Daniel Langr daniel.langr@gmail.com
Wed Aug 16 10:49:00 GMT 2017

When compiling the following code:

int* ptr = nullptr;
delete ptr;

GCC 7.1 on x86_64 generates a delete-operator-related call instruction in the resulting program with both -O2 and -O3 optimization flags. This is a nonsense piece of code, indeed, but imagine a class that has an owning raw pointer (please, don't tell me to use unique_ptr, there are such classes in the real world). Then, this class needs to call delete in its move assignment operator and destructor:

class X {
   T* ptr_;
   X() ptr_(nullptr) { }
   X& operator=(X&& rhs) {
     delete ptr_;
     ptr_ = rhs.ptr_;
     rhs.ptr_ = nullptr;
     return *this;
   ~X() { delete ptr_; }
Invoking std::swap with objects of class X then yields deletion of null pointer 3 times (2 times within move assignment operator and once within destructor). Since GCC doesn't optimize out these null-pointer deletions and generate corresponding call instructions, whole swapping has some performance penalty.

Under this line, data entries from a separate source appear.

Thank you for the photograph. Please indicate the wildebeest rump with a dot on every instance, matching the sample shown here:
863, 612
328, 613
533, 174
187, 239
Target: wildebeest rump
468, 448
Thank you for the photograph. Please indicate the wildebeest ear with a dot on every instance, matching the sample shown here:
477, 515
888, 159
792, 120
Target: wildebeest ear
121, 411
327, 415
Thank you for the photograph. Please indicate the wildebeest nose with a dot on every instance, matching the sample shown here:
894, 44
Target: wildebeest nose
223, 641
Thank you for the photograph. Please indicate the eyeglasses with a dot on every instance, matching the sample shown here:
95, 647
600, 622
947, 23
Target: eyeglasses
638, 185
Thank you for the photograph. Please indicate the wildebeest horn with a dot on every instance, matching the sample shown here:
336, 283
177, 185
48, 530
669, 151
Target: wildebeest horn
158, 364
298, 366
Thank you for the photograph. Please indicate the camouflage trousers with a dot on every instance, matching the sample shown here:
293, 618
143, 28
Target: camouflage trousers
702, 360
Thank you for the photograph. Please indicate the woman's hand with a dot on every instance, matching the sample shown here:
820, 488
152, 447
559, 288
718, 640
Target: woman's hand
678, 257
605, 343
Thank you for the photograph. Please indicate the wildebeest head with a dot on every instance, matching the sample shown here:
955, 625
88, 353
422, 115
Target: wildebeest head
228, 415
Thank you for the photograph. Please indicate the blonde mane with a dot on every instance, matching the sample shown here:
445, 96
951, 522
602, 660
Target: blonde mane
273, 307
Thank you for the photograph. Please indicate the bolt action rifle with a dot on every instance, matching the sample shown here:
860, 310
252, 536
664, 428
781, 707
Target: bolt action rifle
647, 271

I found out that if I change 'delete ptr_;' to 'if (ptr_) delete ptr_;', then no call instructions are generated. So, I did a benchmark that sorted 100M randomly-shuffled objects of class X (where T was int) with std::sort. Here are measured sorting times:

1) 40.8 seconds with plain 'delete ptr_;',
2) 31.5 seconds with 'if (ptr_) delete ptr_;',
3) 31.3 seconds with additional custom swap free function for class X.

This is quite a big performance difference between first two cases. Wouldn't be nice if g++ was able to optimize out deletion of null pointers? I guess in cases such as above mentioned one the null pointers can be recognized by static analysis. (As far as I know omitting delete operator calls is standard-compliant. Both Clang and Intel compilers did this in my tests.)